Beaverbuild and Titanbuilder were once the two largest Ethereum builders, holding the most valuable order flows and thus able to pay validators more ETH to win block proposals. Later, Beaverbuild partnered with BuilderNet to share transaction flow, causing a significant drop in their MEV-Boost value.

Overall, validator daily earnings have declined, reflecting network optimization efforts. By 2026, only BuilderNet and Titanbuilder will have daily MEV-Boost values exceeding 500 ETH. The industry is pushing for private transaction submissions or skipping mempool to reduce malicious MEV; meanwhile, the proliferation of Layer 2 solutions and competing chains also impacts transaction volume on Ethereum.

How Do Incentives Affect Block Packaging?
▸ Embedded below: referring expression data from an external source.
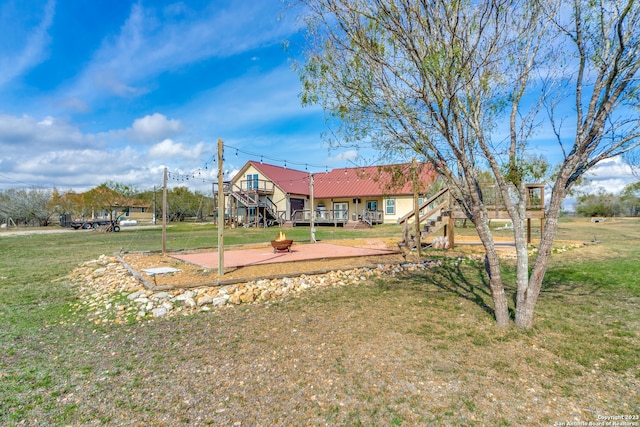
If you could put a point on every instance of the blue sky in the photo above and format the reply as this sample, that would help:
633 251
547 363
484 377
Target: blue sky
96 91
115 90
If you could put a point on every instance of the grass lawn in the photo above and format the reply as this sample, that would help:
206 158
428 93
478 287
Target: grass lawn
414 349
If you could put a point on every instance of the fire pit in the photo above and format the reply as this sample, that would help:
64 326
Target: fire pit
281 243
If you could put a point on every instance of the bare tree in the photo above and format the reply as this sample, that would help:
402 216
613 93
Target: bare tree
440 77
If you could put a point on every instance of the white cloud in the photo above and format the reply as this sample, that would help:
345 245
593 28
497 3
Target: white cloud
610 175
156 126
29 133
345 156
169 150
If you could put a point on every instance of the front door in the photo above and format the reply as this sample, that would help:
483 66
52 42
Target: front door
341 210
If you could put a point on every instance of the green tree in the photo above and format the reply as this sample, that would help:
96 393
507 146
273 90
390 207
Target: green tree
438 77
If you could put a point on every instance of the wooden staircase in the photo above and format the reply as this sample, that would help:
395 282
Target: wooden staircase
434 212
356 225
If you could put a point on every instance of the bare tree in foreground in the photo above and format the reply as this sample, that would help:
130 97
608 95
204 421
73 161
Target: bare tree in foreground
444 77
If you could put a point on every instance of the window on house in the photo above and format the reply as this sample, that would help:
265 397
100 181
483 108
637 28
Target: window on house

Transaction ordering within a block not only affects execution sequence but also determines the block’s value. The ordering algorithm considers factors such as network fees, priority fees, transaction size, and value to other participants.

In block #24,120,201, over half of the total block value (network fee + priority fee) was concentrated in the top 44 transactions (only 12.5% of all transactions). This vividly illustrates the builder’s incentive logic: to include high-value transactions to win the block auction. When adding subsequent transactions, resource constraints and order flow considerations come into play.

Conclusion

Ethereum’s unique transaction execution mechanism—with a target block time of 12 seconds—provides builders with time to optimize blocks and bid to validators, while also giving searchers opportunities to capture MEV.

Block builders are strongly motivated to include MEV transactions because they increase block value. However, factors such as transaction flow, block size limits, computational constraints, and bid speed collectively restrict builders from executing transactions in an ideal order and controlling the entire transaction supply chain.